A Letter to My Congregation: An Evangelical Pastor’s Path to Embrace People Who are Gay, Lesbian, and Transgendered into the Company of Jesus by Ken Wilson. (Read the Spirit)
Oriented to Faith: Transforming the Conflict Over Gay Relationships by Tim Otto. (Wipf & Stock)

The Virtue of Dialogue: Conversation as a Hopeful Practice of Church Communities by Christopher Smith. (Patheos)

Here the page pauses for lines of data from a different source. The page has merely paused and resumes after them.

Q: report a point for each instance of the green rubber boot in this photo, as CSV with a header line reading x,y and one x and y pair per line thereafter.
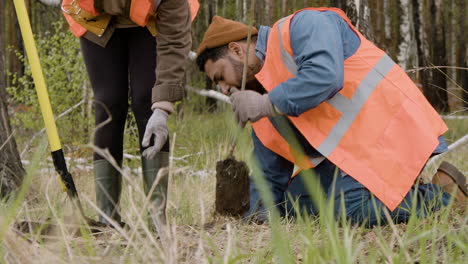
x,y
108,182
156,172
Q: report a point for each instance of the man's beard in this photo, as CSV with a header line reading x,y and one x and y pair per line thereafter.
x,y
253,84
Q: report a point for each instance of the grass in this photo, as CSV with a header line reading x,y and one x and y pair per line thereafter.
x,y
195,234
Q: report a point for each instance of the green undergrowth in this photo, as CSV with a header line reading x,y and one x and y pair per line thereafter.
x,y
195,234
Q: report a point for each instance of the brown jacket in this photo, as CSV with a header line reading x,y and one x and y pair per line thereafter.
x,y
173,41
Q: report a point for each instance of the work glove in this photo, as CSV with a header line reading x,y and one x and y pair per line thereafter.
x,y
251,106
157,126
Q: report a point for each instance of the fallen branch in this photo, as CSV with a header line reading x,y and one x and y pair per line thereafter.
x,y
209,93
454,117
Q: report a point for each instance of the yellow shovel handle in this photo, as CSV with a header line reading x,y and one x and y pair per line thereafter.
x,y
38,77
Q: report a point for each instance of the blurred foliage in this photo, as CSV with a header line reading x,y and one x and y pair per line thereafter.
x,y
66,80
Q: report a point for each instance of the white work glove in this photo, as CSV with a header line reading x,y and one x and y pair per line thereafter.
x,y
251,106
157,126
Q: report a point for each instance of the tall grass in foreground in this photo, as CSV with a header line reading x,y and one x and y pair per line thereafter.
x,y
196,235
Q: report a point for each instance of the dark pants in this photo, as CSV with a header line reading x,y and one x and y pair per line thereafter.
x,y
124,69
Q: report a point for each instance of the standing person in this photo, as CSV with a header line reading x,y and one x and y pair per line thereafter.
x,y
321,97
132,49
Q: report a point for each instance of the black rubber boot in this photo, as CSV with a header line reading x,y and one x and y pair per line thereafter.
x,y
108,182
155,172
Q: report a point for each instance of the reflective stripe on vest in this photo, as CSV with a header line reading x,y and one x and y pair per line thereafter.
x,y
379,128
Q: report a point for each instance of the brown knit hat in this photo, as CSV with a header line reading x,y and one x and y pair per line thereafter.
x,y
221,31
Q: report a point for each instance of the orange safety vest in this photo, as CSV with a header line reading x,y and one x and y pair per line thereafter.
x,y
81,14
379,128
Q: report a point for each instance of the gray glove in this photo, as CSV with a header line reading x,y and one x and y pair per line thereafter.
x,y
251,106
157,125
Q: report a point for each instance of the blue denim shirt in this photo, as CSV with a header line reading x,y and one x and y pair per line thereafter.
x,y
321,41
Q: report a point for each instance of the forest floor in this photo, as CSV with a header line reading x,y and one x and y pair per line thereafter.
x,y
194,234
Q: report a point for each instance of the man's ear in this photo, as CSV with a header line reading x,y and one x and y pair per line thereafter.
x,y
236,49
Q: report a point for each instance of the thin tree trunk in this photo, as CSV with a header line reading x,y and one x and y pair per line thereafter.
x,y
403,54
365,26
238,10
244,10
436,90
267,14
211,12
11,169
418,38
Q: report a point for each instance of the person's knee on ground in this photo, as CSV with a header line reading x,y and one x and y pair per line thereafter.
x,y
155,184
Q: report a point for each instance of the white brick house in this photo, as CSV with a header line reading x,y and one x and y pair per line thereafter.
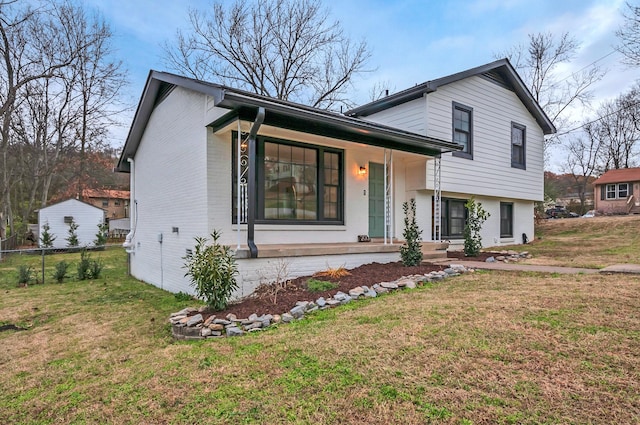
x,y
303,183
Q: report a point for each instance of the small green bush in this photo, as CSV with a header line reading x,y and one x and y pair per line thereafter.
x,y
316,285
25,274
60,271
476,218
101,236
411,250
212,270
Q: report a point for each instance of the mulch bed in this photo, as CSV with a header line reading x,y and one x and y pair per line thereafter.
x,y
265,301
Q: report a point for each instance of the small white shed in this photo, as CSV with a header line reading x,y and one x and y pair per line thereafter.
x,y
60,215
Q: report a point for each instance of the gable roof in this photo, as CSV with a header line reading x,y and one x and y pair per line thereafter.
x,y
500,72
623,175
283,114
73,201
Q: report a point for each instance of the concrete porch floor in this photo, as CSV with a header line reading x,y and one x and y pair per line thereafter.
x,y
430,250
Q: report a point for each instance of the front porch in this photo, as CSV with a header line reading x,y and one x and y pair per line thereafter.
x,y
430,250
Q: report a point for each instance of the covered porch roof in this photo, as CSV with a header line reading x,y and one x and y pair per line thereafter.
x,y
282,114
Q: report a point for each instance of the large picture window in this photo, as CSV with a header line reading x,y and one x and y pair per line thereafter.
x,y
463,129
295,183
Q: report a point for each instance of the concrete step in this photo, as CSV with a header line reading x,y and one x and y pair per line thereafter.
x,y
434,255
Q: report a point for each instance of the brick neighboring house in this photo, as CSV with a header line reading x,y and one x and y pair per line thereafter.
x,y
115,203
618,192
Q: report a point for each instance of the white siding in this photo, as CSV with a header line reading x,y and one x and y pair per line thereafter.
x,y
86,216
489,173
489,176
409,116
170,189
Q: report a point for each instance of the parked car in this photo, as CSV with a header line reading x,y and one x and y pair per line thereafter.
x,y
559,212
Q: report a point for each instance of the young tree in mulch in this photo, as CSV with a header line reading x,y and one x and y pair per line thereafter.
x,y
411,250
212,269
476,218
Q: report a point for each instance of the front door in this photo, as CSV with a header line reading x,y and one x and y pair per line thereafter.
x,y
376,200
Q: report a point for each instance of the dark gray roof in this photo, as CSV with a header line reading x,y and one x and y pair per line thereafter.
x,y
500,72
282,114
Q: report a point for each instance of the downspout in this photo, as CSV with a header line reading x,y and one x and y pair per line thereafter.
x,y
251,183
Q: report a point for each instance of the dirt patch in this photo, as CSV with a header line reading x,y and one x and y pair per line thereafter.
x,y
265,301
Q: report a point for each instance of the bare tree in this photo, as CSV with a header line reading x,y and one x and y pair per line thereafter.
x,y
582,162
617,130
40,60
629,35
286,49
538,63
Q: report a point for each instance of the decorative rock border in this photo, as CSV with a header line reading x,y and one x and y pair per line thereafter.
x,y
508,256
189,323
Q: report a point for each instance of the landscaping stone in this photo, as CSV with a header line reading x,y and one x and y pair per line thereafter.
x,y
234,331
189,326
195,320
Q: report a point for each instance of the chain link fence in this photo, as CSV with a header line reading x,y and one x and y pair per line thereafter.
x,y
38,265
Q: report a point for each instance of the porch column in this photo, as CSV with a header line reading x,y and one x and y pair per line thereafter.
x,y
437,200
251,183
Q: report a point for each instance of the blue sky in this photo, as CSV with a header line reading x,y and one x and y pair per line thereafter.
x,y
412,41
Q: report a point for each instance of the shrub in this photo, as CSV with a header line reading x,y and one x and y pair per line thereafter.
x,y
61,271
316,285
212,270
88,268
25,274
411,250
101,236
46,238
72,238
476,218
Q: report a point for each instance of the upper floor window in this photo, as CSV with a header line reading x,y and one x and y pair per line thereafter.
x,y
506,219
518,145
616,191
463,129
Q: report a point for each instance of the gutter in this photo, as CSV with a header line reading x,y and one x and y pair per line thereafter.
x,y
251,182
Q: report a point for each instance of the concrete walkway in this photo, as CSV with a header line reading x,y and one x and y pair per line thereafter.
x,y
616,268
523,267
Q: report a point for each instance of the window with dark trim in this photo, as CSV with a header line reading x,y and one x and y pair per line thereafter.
x,y
454,217
506,219
463,129
518,145
296,183
617,191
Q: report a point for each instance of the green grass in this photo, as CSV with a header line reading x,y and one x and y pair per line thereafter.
x,y
492,347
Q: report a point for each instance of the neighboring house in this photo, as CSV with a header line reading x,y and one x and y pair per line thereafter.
x,y
490,112
115,203
303,184
618,192
59,216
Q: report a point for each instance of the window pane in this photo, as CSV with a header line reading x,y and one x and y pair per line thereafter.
x,y
622,190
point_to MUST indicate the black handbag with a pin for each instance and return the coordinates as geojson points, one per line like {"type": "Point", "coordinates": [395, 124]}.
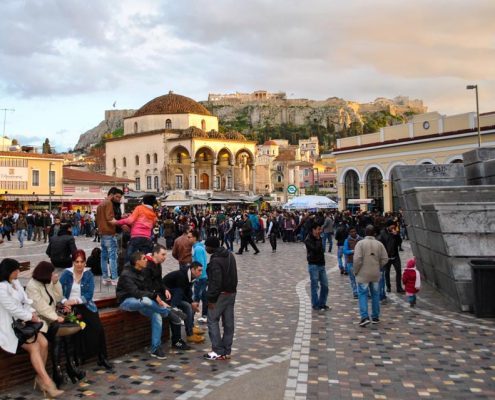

Generous Spaciousness: Responding to Gay Christians in the Church by Wendy VanderWal-Gritter. (Brazos)
For more resources see theStudy Report, p. 56.

About the Author

Wendy Gritter

See comments (2)


Surely added to this list should be the recent copy of the Calvin Seminary Forum. http://www.calvinseminary.edu/wp-content/uploads/Forum-October-2015-Copy.pdf

Quote from P8 of article by John Cooper "sexual ethics, hermeneutics, and confessional orthodoxy are inextricably interrelated. If the approach to the Bible that supports same-sex marriage cannot reliably generate and defend the creeds and confessions, then it is not compatible with our Reformed understanding of Scripture or the Covenant of OfficeBearers. Are we reforming our sex drenched, pleasure-worshiping culture or being transformed by it? The unity and integrity of the CRCNA before God are at stake."

The subject here is, "Learning How to Talk". John Cooper arbitrarily confines his 'hermeneutics' to nothing but sex acts, sex acts, sex acts.  "I address same-sex activity, not sexual orientation, emotional intimacy, friendship, living together, or legal status."  Can you imagine how helpful this rigidly narrow approach would be with the hermeneutics of remarriage after divorce? A woman is divorced and abandoned by an alcoholic husband and left in poverty to raise three children on her own. She falls in love with a man who wants to marry her and adopt her children as his own.  And all John Cooper wants us to talk about are her sex urges and sex acts, sex acts, sex acts.  You think this would be helpful in "Learning How to Talk"?